Understanding How Social Networks Optimise For Engagement

by Christina

Understanding How Social Networks Optimise For Engagement

If you want to use Facebook, Twitter, LinkedIn, or Instagram to promote your messages and content, you are going to need to understand how their algorithms work, then you will be able to optimise for engagement.

Ultimately all of the social media platforms have to make money.  They don't want to charge their users a subscription fee, so the option they have gone with is to let companies advertise to their users, the more engaged their users are the more customers they have for companies to advertise too.

How social media works:

  • More users on the platform leads to more advertisers bidding against each other for the users attention, which leads to more revenue for the platform
  • The more active users there are, the higher the platforms stock price (the more the company is worth)
  • To succeed at scale, social platforms need hundreds of millions of heavily addicted users spending more time on their sites/apps, inviting more users to use it, and creating content (free of charge) that hooks their friends into coming back
  • To create addictions, the users feed needs to have highly engaging content, that continuously draws them back

Because of the above, social algorithms are intentionally designed to reward highly-engaging accounts with greater future visibility.

Users have been trained (seeing likes, comments and reach at the bottom of their post) to understand that earning engagement is how they get their content seen.  If you want to use social media to promote your business this knowledge is crucial to your work.

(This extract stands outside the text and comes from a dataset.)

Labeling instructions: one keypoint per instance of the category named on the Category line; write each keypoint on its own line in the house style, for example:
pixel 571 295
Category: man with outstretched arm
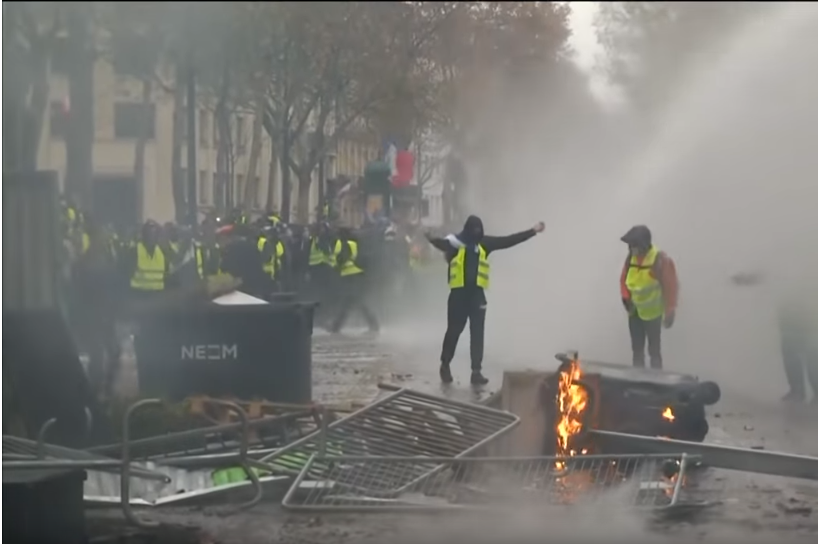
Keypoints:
pixel 467 254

What social media engagement algorithms also do:

  • reward engagement streaks
  • punish attempts to serve multiple audiences

What's a Social Media Engagement Streak?

  • You post a photo on Instagram and it gets a high number of comments and likes.
  • You think about why that photo worked so well and try something similar again.  You receive lots more views, likes, and comments
  • You try again with a similar post, and it really takes off, getting you loads of engagement.
  • You think you've mastered Social Media so you take a short break and come back a week later, you don't consider what worked last time and post something unrelated, it initially shows promise, but ends up with very little engagement.

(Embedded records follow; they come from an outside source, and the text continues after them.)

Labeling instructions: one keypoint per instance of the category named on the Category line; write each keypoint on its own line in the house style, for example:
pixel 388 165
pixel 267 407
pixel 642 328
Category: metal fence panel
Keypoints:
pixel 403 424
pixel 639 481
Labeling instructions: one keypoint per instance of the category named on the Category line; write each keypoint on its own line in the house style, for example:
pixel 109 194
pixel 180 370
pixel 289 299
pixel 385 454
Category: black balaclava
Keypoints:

That's an engagement streak.  Instagram spotted your post did better than usual, so it bolstered the reach of your next post.  When that also performed well, Instagram gave you even more reach.

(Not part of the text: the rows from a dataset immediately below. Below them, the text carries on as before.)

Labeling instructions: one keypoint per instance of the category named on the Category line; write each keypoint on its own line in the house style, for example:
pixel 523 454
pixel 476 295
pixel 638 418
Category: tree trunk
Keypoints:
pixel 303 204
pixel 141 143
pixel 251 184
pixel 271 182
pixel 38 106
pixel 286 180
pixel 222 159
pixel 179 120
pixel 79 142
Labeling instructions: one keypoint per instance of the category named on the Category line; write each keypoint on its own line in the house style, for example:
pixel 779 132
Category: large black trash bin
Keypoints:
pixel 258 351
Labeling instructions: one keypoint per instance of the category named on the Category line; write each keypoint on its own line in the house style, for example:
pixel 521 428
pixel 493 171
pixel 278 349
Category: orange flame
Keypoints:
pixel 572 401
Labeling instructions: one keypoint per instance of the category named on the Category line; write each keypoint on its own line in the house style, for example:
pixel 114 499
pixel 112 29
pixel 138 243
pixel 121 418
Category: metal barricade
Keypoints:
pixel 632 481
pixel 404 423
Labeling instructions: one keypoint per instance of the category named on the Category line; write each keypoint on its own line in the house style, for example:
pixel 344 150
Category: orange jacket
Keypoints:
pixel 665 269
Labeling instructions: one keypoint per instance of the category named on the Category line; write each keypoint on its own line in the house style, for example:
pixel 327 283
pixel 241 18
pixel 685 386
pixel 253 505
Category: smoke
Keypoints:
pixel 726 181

As the fourth post was unrelated to the first three posts Instagram will initially extend its reach.  But when a low percent of viewers interact with it, the algorithm pushed the post back into lower visibility territory.  To start flying high again, you'll need to restart another string of high-performing content.

Instagram, Facebook, Twitter, LinkedIn, and others have been following this model with their algorithms for at least the past 3-4 years.  However, the impact is greater now because:

  • There's more competition
  • The machine learning systems are vastly more sophisticated
  • The learning models have trillions more input data to work with
  • Both software and UX design techniques have become better at addiction generation

What you need to take from this to have a chance of promoting your content on social platforms:

  • Optimise your social posts to discover high resonance, high-engagement-earning content
  • Once you've found a system that works, stick with that strategy until you notice engagement fading, at which point, more experimentation may be worthwhile.
  • When you've got a streak going, don't lose it by posting something that could throw the algorithm off from promoting you
  • If you need to drive traffic to your website, you'll need to design a feed that builds up algorithmic equity through engagement, then spend that equity on traffic-driving posts with links (3rd party links are pushed down feeds to keep users engaged on the social media platform)

This might not be the way you want to do things, but Social Media platforms want users to stay with them, and not to go off to your website.

Why can't you serve multiple audiences on social media?

If you post about different things that interest you, instead of being focused on one thing, your content's potential reach will get hurt.

The reality is that social networks, as sophisticated as they are, don't try to optimise who to show your different content pieces to.  The algorithms assume that either an account's content is consistently engaging for someone or it's not.  They're designed, or at leased optimised for single-focus accounts.

This is great for celebrities.  People follow them because they are interested in everything they do, the celebrity is the focus.  Those accounts flawlessly match the algorithms' design.

There is no right answer on how to promote your content in social media, optimising to these algorithms may be wrong, but if you need people to find you it's exactly what you have to do.